Domain Overview
GESA is Domain-Agnostic
The core GESA loop is identical across all domains. Only the episode schema and generator prompts change. The annealing mathematics, retrieval similarity function, and observable output format are universal.
The Six Domains
| Domain | Episode Source | Generator Output | Success Metric |
|---|---|---|---|
| Content | Video performance, gap measurements | Next content strategy | View count, retention |
| Workplace | HEAT signals, sprint outcomes | Team intervention | Burnout reduction, velocity |
| Trading | Fetch decisions, market outcomes | Position/timing adjustment | R:R ratio, win rate |
| Browser Automation | Fetch actions, DOM outcomes | Next automation strategy | Task completion rate |
| Business (6D) | Cascade analyses, intervention outcomes | Dimension-specific strategy | Gap closure rate |
| Product | User behaviour, conversion events | Feature/UX hypothesis | Conversion, retention |
Content
Episode source: Individual content pieces with DRIFT scores (methodology vs performance gap), view counts, retention rates, and engagement velocity (Chirp).
What GESA learns: Which content formats close the gap fastest in which audience contexts. Which Chirp signals reliably predict high engagement. What DRIFT magnitude is recoverable vs terminal for a given content type.
Temperature dynamics: Content domains move quickly — a format that worked six months ago may be saturated. Use Standard or Fast Cool profiles; apply 30-day temporal decay.
Workplace
Episode source: HEAT pain streaks, sprint velocity data, bus factor measurements, context switching frequency.
What GESA learns: Which interventions resolve pain streaks for which team profiles. How sprint phase affects intervention effectiveness. Whether WIP reduction or meeting reduction is more effective for a given team's cognitive load pattern.
Temperature dynamics: Team dynamics change slowly. Use Standard Cool; apply 180-day temporal decay. New teams start at Slow Cool.
Full integration: GESA × HEAT →
Trading
Episode source: Fetch decisions with market conditions (Chirp = signal strength, Perch = structural setup confidence, Wake = temporal pattern context), entry/exit outcomes.
What GESA learns: Which Fetch threshold produces the best R:R ratio for which market condition profile. Whether patience (Wait) or action (Execute) produces better outcomes in a specific volatility regime. Optimal cooling schedule for market cycle awareness.

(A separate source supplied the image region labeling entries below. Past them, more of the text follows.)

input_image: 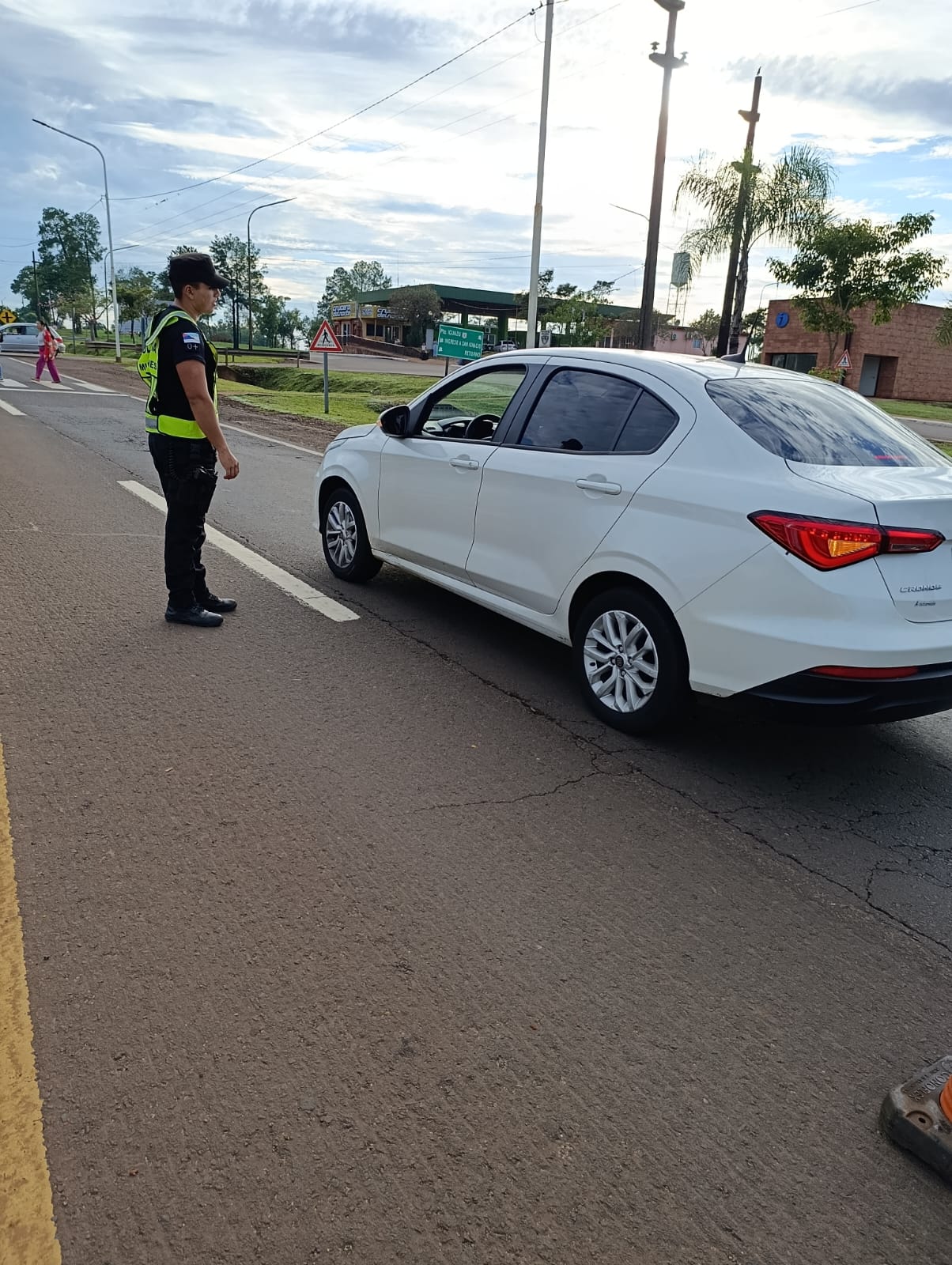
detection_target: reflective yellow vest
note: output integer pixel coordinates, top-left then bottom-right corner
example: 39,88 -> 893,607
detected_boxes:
137,308 -> 217,439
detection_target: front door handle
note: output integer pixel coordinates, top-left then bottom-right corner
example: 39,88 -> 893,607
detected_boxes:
575,478 -> 621,496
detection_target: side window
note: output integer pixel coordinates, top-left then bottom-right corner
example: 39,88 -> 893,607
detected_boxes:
615,391 -> 678,453
421,364 -> 525,440
519,369 -> 640,453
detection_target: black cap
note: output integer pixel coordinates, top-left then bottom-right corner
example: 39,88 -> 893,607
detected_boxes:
168,251 -> 229,291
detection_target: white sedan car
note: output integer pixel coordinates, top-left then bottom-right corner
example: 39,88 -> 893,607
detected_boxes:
0,320 -> 65,356
315,348 -> 952,732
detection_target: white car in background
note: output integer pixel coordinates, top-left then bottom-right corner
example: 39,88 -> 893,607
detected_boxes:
0,320 -> 66,356
315,348 -> 952,732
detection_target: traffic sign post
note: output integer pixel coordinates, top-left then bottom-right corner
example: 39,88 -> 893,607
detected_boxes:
310,320 -> 343,416
436,325 -> 485,377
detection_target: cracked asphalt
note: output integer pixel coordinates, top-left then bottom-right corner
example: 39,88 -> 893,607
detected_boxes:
0,364 -> 952,1265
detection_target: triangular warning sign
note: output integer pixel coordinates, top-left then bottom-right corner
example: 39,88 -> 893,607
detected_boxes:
310,320 -> 343,352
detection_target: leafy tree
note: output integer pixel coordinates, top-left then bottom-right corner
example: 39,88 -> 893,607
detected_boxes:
255,289 -> 285,346
691,308 -> 720,356
278,306 -> 302,346
115,268 -> 158,331
318,259 -> 392,313
674,145 -> 834,348
769,213 -> 946,368
10,206 -> 104,327
387,286 -> 443,346
208,232 -> 265,308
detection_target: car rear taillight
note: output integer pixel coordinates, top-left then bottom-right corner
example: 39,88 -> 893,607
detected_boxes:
750,510 -> 946,571
811,666 -> 919,681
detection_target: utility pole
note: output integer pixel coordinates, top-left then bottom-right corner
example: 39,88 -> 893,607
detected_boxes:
716,71 -> 762,356
638,0 -> 687,352
525,0 -> 554,349
246,198 -> 289,354
33,119 -> 123,364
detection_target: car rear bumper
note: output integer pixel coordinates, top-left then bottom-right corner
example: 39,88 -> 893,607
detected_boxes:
727,663 -> 952,725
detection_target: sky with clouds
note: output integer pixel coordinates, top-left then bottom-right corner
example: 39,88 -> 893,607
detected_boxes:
0,0 -> 952,315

Temperature dynamics: Highly variable by market regime. Adaptive Cool is the preferred profile — let episode outcome variance drive the cooling rate.
Browser Automation
Episode source: Fetch decisions against DOM structures, selector success/failure rates, page navigation outcomes, task completion rates.
What GESA learns: Which selector strategies are most robust across page structure variations. When to retry vs escalate on failed actions. Which DOM patterns reliably indicate a specific page type.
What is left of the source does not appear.